The latest thriller to hit Netflix this month isn't some slasher film. Instead, it's a documentary about the very real, very-much-still-deadly consequences of food-borne illnesses and contaminants in the food we eat every day. Released this month, Poisoned: The Dirty Truth About Your Food made me cover my eyes with a blanket, but with one eye out because I couldn't look away.
The CDC reports that 1 in 6 Americans (a whopping 48 million people) develop food poisoning each year. According to the documentary (which is helmed by filmmaker Stephanie Soechtig, who previously took on the DuPont corporation in The Devil We Know), the U.S. suffers up to 36 food-borne pathogen outbreaks every week. While you'd think that would be enough for there to be actionable change in the industry, the progress is more confounding (and frustrating) than you might imagine.
Originally based on a book of the same name, Poisoned tackles how the U.S. food system has improved over the years, but refuses to change more now. Jeff Benedict's book, Poisoned: The True Story of the Deadly E. Coli Outbreak That Changed the Way Americans Eat, chronicled the 1993 E.coli outbreak that killed four children and sickened over 700 people who ate Jack In The Box hamburgers or were near someone who ate the hamburgers. Soechtig's documentary covers how, 30 years later, food-industry giants continue to convince customers to buy their products while absolving themselves of responsibility to change systems in regard to food safety.
The resulting litigation (which included Jack in The Box giving millions of pages of documents to food safety lawyer Bill Marler), resulted in a landmark legal case. Marler said he originally believed that Jack In The Box thought he would never go through all of the pages, but they couldn't have been more wrong: Those same pages revealed frightening evidence that proved that Jack In The Box was openly ignoring complaints about their undercooked burgers, including repeated employee submissions to the suggestion box. The documents also showed that they were also acknowledging and ignoring new state regulations on cooking temperatures, which had been raised from 140 to 155 degrees.
It's not all just about the beef with beef either. Even though the case changed the beef industry forever, Poisoned says that consumers are far from being in the clear, especially at the grocery store. And we're not just talking about raw cookie dough, either. Pretty much every section of the supermarket has experienced widespread outbreaks, affecting products like Lucky Charms cereal and infant formula. And while many of us might think of "shopping the perimeter" (i.e. focusing on the fresh produce that lines the perimeter of the store) as the "healthiest" option, Poisoned points out a frightening fact: Those same areas are often the riskiest when it comes to food-borne illnesses, especially foods like cut fruit, meat, romaine lettuce, and strawberries since they're often grown near cattle with pathogens that cause outbreaks like E. coli. Lettuce now causes more E. coli outbreaks than beef, according to Poisoned, and it's crucial to know that just because the produce might be organic, does not mean it's pathogen free.

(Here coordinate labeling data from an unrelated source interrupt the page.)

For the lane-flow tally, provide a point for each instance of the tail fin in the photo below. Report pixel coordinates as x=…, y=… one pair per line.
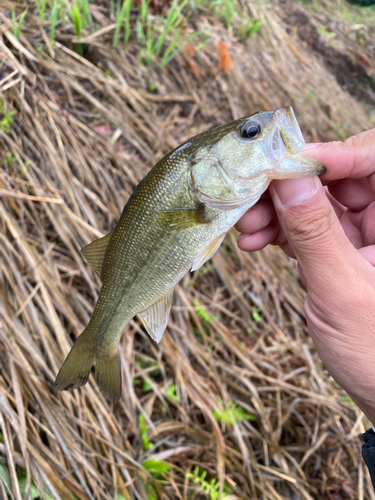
x=76, y=369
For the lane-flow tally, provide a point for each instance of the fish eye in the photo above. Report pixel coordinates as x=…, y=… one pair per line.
x=250, y=130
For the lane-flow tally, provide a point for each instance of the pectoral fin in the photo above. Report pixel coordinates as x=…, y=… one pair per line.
x=155, y=318
x=179, y=219
x=95, y=251
x=208, y=252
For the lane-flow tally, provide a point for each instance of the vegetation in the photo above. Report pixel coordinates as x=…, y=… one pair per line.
x=236, y=379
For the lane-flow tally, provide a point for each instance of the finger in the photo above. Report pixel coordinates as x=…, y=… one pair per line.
x=337, y=206
x=256, y=218
x=260, y=239
x=368, y=226
x=354, y=158
x=286, y=248
x=355, y=194
x=368, y=253
x=329, y=261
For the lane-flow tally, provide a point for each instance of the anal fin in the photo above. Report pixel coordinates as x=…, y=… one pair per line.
x=94, y=252
x=155, y=318
x=207, y=252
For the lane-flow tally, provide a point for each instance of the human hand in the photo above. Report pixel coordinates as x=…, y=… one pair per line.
x=332, y=235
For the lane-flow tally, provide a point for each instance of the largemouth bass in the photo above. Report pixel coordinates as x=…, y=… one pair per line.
x=174, y=222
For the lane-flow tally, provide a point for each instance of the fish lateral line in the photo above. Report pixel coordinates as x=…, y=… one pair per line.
x=181, y=218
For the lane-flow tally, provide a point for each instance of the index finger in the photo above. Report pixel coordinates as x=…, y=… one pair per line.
x=353, y=158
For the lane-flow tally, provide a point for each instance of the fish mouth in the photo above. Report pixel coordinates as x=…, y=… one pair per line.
x=286, y=144
x=287, y=134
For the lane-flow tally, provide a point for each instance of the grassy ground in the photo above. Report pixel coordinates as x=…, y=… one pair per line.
x=234, y=402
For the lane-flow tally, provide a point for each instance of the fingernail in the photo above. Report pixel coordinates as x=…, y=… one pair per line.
x=312, y=145
x=294, y=191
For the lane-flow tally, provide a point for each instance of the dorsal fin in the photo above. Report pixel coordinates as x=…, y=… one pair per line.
x=207, y=252
x=95, y=251
x=155, y=318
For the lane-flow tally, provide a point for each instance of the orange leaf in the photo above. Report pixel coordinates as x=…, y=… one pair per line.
x=194, y=67
x=224, y=56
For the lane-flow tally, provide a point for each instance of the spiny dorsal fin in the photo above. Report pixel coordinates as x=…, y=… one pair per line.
x=95, y=251
x=155, y=318
x=207, y=253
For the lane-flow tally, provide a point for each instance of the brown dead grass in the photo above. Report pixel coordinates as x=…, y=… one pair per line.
x=88, y=138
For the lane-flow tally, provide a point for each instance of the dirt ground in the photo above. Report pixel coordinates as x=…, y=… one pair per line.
x=234, y=403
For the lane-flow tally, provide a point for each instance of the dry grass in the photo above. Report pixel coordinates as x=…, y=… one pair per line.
x=80, y=141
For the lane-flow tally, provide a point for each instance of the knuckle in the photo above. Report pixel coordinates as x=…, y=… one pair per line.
x=312, y=226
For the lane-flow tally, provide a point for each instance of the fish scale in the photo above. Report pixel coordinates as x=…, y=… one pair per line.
x=174, y=221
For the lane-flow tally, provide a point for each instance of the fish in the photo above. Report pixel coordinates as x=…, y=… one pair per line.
x=174, y=221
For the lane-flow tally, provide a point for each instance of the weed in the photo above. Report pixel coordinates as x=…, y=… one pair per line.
x=24, y=167
x=153, y=33
x=7, y=118
x=4, y=478
x=80, y=14
x=53, y=21
x=143, y=430
x=171, y=392
x=255, y=312
x=156, y=468
x=201, y=311
x=209, y=488
x=322, y=30
x=10, y=158
x=123, y=17
x=17, y=25
x=41, y=6
x=227, y=10
x=231, y=413
x=248, y=28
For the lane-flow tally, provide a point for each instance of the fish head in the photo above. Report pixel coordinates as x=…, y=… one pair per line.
x=236, y=167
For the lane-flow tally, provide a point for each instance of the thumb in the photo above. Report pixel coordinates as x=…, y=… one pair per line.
x=328, y=260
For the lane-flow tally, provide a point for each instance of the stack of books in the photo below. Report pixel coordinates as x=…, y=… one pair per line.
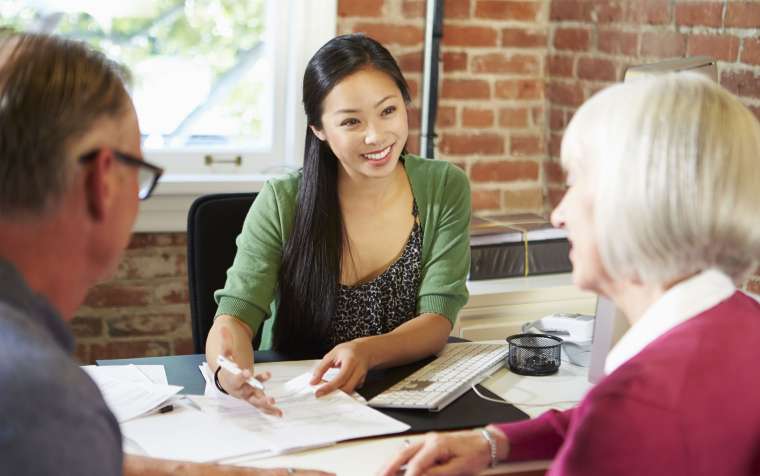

America's food supply might be one of the best in the world, but there's plenty of room for improvement. The documentary opens with a montage of politicians boasting about how the U.S. has the safest food supply in the world. But the bigger irony is that widespread food-related illnesses in the U.S. are due to the same politicians' unbridled approaches to deregulating industries like the beef industry. Consumers are then essentially left to eat at their own risk and literally told to cook the E. coli out of their food via food labeling. It's certainly not the Buy-One-Get-One deal you want in your fridge, and it's an all-too-common one due to how convoluted the jurisdiction of the food industry works.
Poisoned illustrates how frustrating regulation is between the USDA (which regulates products relating to meat, poultry, and eggs, about 20% of the food system) and the FDA (which regulates all foods involved in interstate commerce, the other 80%) with a restaurant-made beef taco as their example. The beef? USDA regulated. The toppings, like cheese, pico de gallo, and onions? FDA regulated. The actual making of the taco, though? That's regulated by the local public health department. We also haven't even mentioned all the factory farmers who are running irresponsibly corrupt farms and growing the tomatoes that have yet to become that pico de gallo. What this means is, there are a lot of cooks in the kitchen, if you'll forgive the pun, and all of them shirk responsibility when an outbreak occurs.
Poisoned brings up many compelling points, but very few actionable steps forward. We all have to eat, but it's a right to not be gravely sick as a result of something so necessary as eating. And sadly, the only real synopses Poisoned suggests is for consumers to avoid what is already known to contribute to food-borne illnesses (like raw, uncooked proteins such as oysters, beef, and seafood), and basically just never eating an oyster again (a reality I don't care to personally think about).
Poisoned's ending skids to a corny halt with the pacing of a health class video you watched in high school: It guides restaurant-goers to order burgers to an internal temperature, rather than a done-ness level. Still, much of the information is terrifyingly timely since there's far more to be fixed in our broken food system. Awareness is often the first actionable step, and if a Netflix documentary can radicalize someone to enact widespread change? We're all the better for it. There's plenty of food for thought in Poisoned, a whole buffet of it, honestly, and one well worth diving into (though perhaps we'll skip the lettuce).